# Russian Olive



## kweinert (Apr 3, 2012)

At the turner's club meeting tonight I won one of the raffle items and I now have a piece of Russian Olive (in raw form) that's about 5" in diameter and about 2 ft long.

Now to sort out what to do with it. I think I need to seal the ends up until I figure that out.

What sorts of things do you more experienced turners do with that size wood? What items come to mind when you see something like that?

Thanks.


----------



## DKMD (Apr 4, 2012)

Off the top of my head, I immediately think of Ellsworth type hollow forms which include the pith. Bracelets, salt vaults/boxes, stoppers, ornaments, and a host of smaller things are possible as well. For projects where dry wood is needed, you can dry cut blanks in the microwave to speed things along.


----------



## txpaulie (Apr 4, 2012)

DKMD said:


> Off the top of my head, I immediately think of Ellsworth type hollow forms which include the pith. Bracelets, salt vaults/boxes, stoppers, ornaments, and a host of smaller things are possible as well. For projects where dry wood is needed, you can dry cut blanks in the microwave to speed things along.
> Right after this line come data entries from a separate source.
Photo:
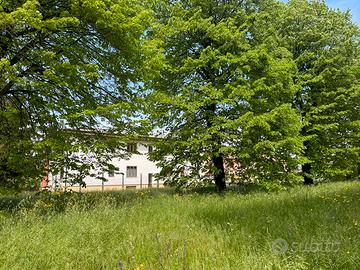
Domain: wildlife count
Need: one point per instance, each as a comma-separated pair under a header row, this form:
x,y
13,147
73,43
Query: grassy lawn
x,y
304,228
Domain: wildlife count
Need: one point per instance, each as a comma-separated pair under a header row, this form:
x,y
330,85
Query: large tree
x,y
325,47
223,95
63,60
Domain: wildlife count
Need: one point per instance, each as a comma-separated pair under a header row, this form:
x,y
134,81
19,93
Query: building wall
x,y
144,168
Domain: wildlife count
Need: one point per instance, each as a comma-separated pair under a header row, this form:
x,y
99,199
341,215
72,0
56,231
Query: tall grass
x,y
165,230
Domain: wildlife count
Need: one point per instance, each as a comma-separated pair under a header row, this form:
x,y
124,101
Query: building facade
x,y
136,172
As David said, it may be easier to list the stuff you CAN'T turn out of yer chunk!

p


----------



## kweinert (Apr 4, 2012)

bigcouger said:


> Love to see a picture of it or you can send it to me  congrad on the win
> Roy



Here's the log:
[attachment=3842]

I was going to document turning it into a bowl - but instead it's going to turn into another 'Rescue Ken While He Learns Woodturning By Making Mistakes" :dash2:

A couple of quick pictures, not going to do the sequence (at least not yet):
[attachment=3843]

[attachment=3844]

This was as far as I got it before I managed to catch it enough times that I stripped the hole the woodscrew was in. Now any touch of the gouge lets the lathe spin merrily along while the wood sits there mocking me.

Maybe this was the inspiration for the Steb center. 

I was having trouble all along, actually. It seemed like I was getting a lot of little catches that would end up off centering the piece. There was a lot of rough turning on this one.

I don't mind learning by making non-fatal mistakes. I just hate the wood that gets wasted while I learn.

Ken


----------



## Dane Fuller (Apr 4, 2012)

Looking good. I'd put it back between centers and turn a tennon on the bottom. The turn it around, chuck it up and hollow it out for a little natural edge bowl. That's a pretty piece of wood. I'm sure you'll get the most out of it.


----------



## West River WoodWorks (Apr 5, 2012)

You might try a face plate as well. 
I just cut some russian olive into blanks yesterday, looking forward to turning it!
[attachment=3866]
Good luck with your project!
Tom


----------



## kweinert (Apr 6, 2012)

This one has kicked my ass, not sure why.

For some reason it never seems to actually get round. I put it between centers to put a tenon on it and the tenon seemed to go well.

However, no matter how much I try to turn it round I'm always getting the 'pulsing' against the gouge as the wood goes round.

My only thought is that I really messed up trying to find the centerpoint when I put it on the lathe the first time. This was intended to be a natural edge bowl but instead it's turning into a medium sized pile of Russian Olive shavings :dash2:

Well, by the time I get good at turning I'll have lots of experience - and we all know how you get that :)

I have a saying printed out that's hanging up on my wall at work:

*I learn so much from making mistakes that I'm thinking of making a few more.*

So far I've learned that I don't *need* to make them on purpose - they keep showing up on their own :rofl2:


----------



## kweinert (Apr 6, 2012)

I'm reasonably certain that my 'not centered' thought is the correct one. When I look at the blank as turned, the one side has bark only going down about an inch, maybe an inch and a half.

The other side the bark goes down 2 to 2 1/2 inches.

Now I think it's time to do some research on centering blanks for natural edge bowls. :)

I'm pretty sure that if I persist long enough I'll have it turned round, but I don't think there's much to look at in a Russian Olive toothpick.

:dash2:


----------



## DKMD (Apr 6, 2012)

YOu can dribble a little CA in the hole and then try to remount it using the screw center after the glue dries. I generally use the tailstock as well until I have to move it.


----------